Do the processing of the file to update the model
And then supply the photos with a file sync file like:
action_flags | match_on | first_name | last_name | employee_id | photo_filename |
---|---|---|---|---|---|
cu* | employee_id | Andrew | Dodd | EMP1111 | /tmp/photos/ugly_headshot.jpg |
Example - Update uses external key mapping over matched object¶
This is an example that is to do with the changes for Issue 1
If Nsync is ‘updating’ objects but their ‘match fields’ change, Nsync will still update the ‘correct’ object.
A common occurrence of this is if the sync data is being produced from a database and an in-row update occurs which changes the match fields but leaves the ‘external key’ (i.e. an SQL ‘UPDATE ... WHERE ...’ statement).
E.g. A person table might look like this:
ID (a DB sequence) | Employee Number | Name |
---|---|---|
10123 | EMP001 | Andrew Dodd |
This could be used to produce an Nsync input CSV like this:
external_key | action_flags | match_on | employee_number | name |
---|---|---|---|---|
10123 | cu* | employee_number | EMP001 | Andrew Dodd |
This would result in an “Andrew Dodd, EMP001” Person object being created and/or updated with an ExternalKeyMapping object holding the ‘10123’ id and a link to Andrew.

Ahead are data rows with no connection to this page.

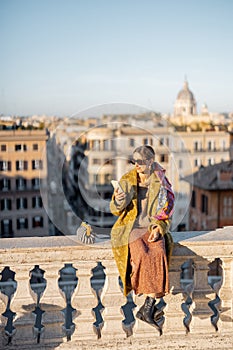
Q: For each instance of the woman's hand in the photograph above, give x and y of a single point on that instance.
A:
(119, 196)
(154, 235)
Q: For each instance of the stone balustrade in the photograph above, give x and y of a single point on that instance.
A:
(53, 289)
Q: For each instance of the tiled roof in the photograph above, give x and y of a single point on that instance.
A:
(214, 177)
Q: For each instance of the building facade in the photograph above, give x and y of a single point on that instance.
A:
(212, 197)
(22, 172)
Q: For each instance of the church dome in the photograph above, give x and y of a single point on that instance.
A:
(185, 93)
(185, 102)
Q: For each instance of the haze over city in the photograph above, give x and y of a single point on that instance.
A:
(60, 57)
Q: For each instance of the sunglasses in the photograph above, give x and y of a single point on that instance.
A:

If Andrew became a contractor instead of an employee, perhaps the table could be updated to look like this:
ID (a DB sequence) | Employee Number | Name |
---|---|---|
10123 | CONT999 | Andrew Dodd |
This would then produce an Nsync input CSV like this:
external_key | action_flags | match_on | employee_number | name |
---|---|---|---|---|
10123 | cu* | employee_number | CONT999 | Andrew Dodd |
Nsync will use the ExternalKeyMapping object if it is available instead of relying on the ‘match fields’. In this case, the resulting action will cause the Andrew Dodd object to change its ‘employee_number’. This is instead of Nsync using the ‘employee_number’ for finding Andrew.

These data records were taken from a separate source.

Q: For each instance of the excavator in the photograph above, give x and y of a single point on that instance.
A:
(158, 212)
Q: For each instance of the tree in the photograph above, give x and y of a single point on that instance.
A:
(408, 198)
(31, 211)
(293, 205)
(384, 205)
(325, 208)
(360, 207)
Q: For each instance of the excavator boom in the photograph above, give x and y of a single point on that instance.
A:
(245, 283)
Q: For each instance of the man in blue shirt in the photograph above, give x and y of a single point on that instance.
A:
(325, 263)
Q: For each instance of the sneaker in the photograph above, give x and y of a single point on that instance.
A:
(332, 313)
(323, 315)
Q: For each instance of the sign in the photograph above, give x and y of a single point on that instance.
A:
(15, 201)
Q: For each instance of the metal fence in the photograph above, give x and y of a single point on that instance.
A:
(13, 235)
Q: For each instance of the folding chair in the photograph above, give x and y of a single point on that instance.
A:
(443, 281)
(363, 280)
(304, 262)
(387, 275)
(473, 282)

NB: In this instance, Nsync will also delete any objects that have the ‘new’ match field but are not pointed to by the external key.
Example - Delete tricks¶
This is a list of tricky / gotchas to be aware of when deleting objects.
When syncing from external systems that have external key mappings, it is probably best to use the ‘unforced delete’. This ensures that an object is not removed until all of the external systems think it should be removed.

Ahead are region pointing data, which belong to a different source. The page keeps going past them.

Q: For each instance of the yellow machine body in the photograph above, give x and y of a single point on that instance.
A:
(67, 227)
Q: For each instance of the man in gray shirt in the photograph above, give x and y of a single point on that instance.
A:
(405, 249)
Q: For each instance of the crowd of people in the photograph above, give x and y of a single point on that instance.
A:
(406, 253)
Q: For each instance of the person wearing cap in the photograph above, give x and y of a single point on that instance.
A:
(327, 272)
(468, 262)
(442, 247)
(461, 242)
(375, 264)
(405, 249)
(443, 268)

If using ‘forced delete’, beware that (depending on which sync policy you use) you may end up with different systems fighting over the existence of an object (i.e. one system creating the object, then another deleting it in the same sync).
A system without external key mappings cannot delete objects if it uses an ‘unforced delete’. The reason for this is that the ‘unforced delete’ only removes the model object IF AND ONLY IF it is the last remaining external key mapping. Thus, if a system without external key mappings is the source-of-truth for the removal of an object, you must use the ‘forced delete’ for it to be able to remove the objects.
Alternative Sync Policies¶
The out-of-the-box sync policies are pretty straightforward and are probably worth a read (see the policies.py
file). The system is made so that it is pretty easy for you to define your own custom policy and write a command (similar to the ones in Nsync) to use it.
- Some examples of alternative policies might be:
- Run deletes before creates and updates
- Search and execute certain actions before all others